U-M survey: More than half of Michigan’s local governments have developed energy plans

"It’s encouraging to see that more than a third of jurisdictions have performed an energy audit on at least one of their facilities,” said Robert Jackson of EGLE’s Materials Management Division. "Energy audits are important first steps to recognizing where you can make improvements to realize bottom-line savings on your energy bills.”

A majority (52%) say they rarely or never engage with their residents on energy issues.

About four in 10 Michigan local governments statewide have had energy audits conducted for at least one type of government facility. Among jurisdictions that have not had audits conducted on any facilities, more than half say such audits are not a priority. About one in five say they do not have sufficient funding to conduct one.

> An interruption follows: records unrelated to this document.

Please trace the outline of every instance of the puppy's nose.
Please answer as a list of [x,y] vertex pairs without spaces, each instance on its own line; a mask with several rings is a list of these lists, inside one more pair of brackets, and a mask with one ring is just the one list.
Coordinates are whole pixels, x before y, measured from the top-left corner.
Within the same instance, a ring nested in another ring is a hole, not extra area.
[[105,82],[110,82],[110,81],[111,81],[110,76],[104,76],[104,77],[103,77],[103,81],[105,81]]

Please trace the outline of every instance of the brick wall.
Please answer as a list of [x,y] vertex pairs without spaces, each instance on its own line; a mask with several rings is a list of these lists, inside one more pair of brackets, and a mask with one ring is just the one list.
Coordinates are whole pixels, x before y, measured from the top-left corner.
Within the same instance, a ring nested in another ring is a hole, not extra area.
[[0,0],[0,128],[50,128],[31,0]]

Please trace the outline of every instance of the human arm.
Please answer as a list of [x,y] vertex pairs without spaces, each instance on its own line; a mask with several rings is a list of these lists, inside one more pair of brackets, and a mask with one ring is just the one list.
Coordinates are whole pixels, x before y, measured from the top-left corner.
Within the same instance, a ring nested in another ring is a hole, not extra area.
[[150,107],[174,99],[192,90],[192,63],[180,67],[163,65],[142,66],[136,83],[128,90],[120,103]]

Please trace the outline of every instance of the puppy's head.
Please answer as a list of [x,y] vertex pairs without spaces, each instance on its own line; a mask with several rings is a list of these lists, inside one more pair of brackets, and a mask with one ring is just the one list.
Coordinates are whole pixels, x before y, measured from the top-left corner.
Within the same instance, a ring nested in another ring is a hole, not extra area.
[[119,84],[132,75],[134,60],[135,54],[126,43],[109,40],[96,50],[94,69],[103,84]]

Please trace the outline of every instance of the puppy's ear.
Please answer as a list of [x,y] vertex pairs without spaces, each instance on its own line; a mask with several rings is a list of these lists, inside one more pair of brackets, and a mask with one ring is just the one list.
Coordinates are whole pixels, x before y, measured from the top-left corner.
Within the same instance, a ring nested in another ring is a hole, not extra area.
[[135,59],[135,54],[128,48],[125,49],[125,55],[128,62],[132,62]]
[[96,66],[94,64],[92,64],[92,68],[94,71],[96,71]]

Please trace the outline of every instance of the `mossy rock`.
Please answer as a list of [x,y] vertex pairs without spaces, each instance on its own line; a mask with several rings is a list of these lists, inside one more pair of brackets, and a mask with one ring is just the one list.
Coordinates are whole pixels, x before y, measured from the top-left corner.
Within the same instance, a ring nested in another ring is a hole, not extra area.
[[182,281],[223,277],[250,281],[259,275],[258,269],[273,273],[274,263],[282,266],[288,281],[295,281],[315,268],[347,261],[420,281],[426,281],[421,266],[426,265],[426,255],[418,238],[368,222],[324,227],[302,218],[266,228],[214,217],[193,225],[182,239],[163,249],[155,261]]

Sarah Mills, senior project manager of the U-M Graham Sustainability Institute and CLOSUP, says survey results are already being put to use.

"EGLE and U-M are launching a webinar series to allow local governments to share their experiences in undertaking clean energy projects and learn about funding and other resources to help make those projects possible,” she said.

A link to the first of the webinars, held Oct. 7, can be found at: Clean Energy and Community Energy Management Webinar Series.

Launched in the wake of the Great Recession in 2009 by CLOSUP, the MPPS is conducted with the Michigan Association of Counties, Michigan Municipal League and Michigan Townships Association.